Press [Windows] and [ r ];
This will bring up the run command:
In the run box type in
Then press ok.
If the BIOS Mode is set to UEFI and the Secure Boot state is set to On you are ready to make your Bootable USB.
If the BIOS Mode is set to Legacy and the Secure Boot state is set to Off or unsupported then you may wish to check the BIOS version and SMBIOS version.
- If your SMBIOS is 2.4 or less your computer will likely be unable to Boot from a USB and will be incompatible with Windows 10.
- If your SMBIOS is 2.5 then it is time to consider buying a new computer as your system is over a decade old however you should be able to install Windows 10 by configuring the USB for Legacy Boot options.
- If your SMBIOS is 2.6 then you won't have the ability to Enable Secure Boot however the system might have a UEFI Boot and if it does this should be Enabled by use of the UEFI BIOS Setup. See my UEFI Guide for instructions. Do not Enable the setting until you have finished making your Bootable USB as your old installation will not boot once the settings are changed.
- If your SMBIOS is 2.7 or later then you should Enable a UEFI Boot with Secure Boot. See my UEFI Guide for instructions. Do not Enable the setting until you have finished making your Bootable USB as your old installation will not boot once the settings are changed.
Check for a UEFI Boot with SecureBoot by using the UEFI Boot Menu
Power down your Dell and as you power it up press [F12].
This will take you to the Boot Menu, to the top it should state the Boot Mode and Secure Boot status:
If the Boot Mode is set to UEFI and Secure Boot is set to On then you are good to create your Bootable USB using the GPT Partition Scheme for UEFI and FAT32 File Format.
If the Boot Mode is set to Legacy and/or Secure Boot is set to Off then you should re-enable these technologies. If the system came with Windows 7 preinstalled these are the the typical settings as Windows 7 does not support Secure Boot. For more details see my UEFI guide. Do not Enable the setting until you have finished making your Bootable USB as your old installation will not boot once the settings are changed.
If there is no mention of Secure Boot but you see you have the options for a UEFI Boot then you likely have an early UEFI BIOS. You should Update your UEFI BIOS to the latest version (which in some cases may not be updated to include Secure Boot) and configure your Boot menu to use UEFI by default. For more details see my UEFI guide.
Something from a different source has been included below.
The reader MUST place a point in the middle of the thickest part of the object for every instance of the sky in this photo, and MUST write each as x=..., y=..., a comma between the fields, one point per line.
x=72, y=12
Do not Enable the setting until you have finished making your Bootable USB as your old installation will not boot once the settings are changed.
If there is no mention of UEFI or Legacy on this menu you likely have a computer older than the advent of UEFI with a Legacy only BIOS. You should consider getting newer hardware however if you wish to install Windows 10 on your older system create your Bootable USB using the MBR Partition Scheme for BIOS or UEFI-CSM and NTFS File Format.
Creating the Bootable USB
Once you have selected the correct Partition scheme and File system for your computer. Click start to make your Bootable USB:
Select ok to format your USB Flash Drive.
Now it is a case of just waiting for Rufus to make the Bootable USB:
When its finished the green bar will be full and it will say Ready:
You may now close Rufus and you have a Windows 10 Bootable USB. You can use the setup.exe on the Bootable USB to perform an inplace upgrade from an older build of Windows 10 or use it to perform a clean install. For more details see Clean Installing Windows 10 RS3/Version 1709/Creator’s Update with UEFI and Secure Boot.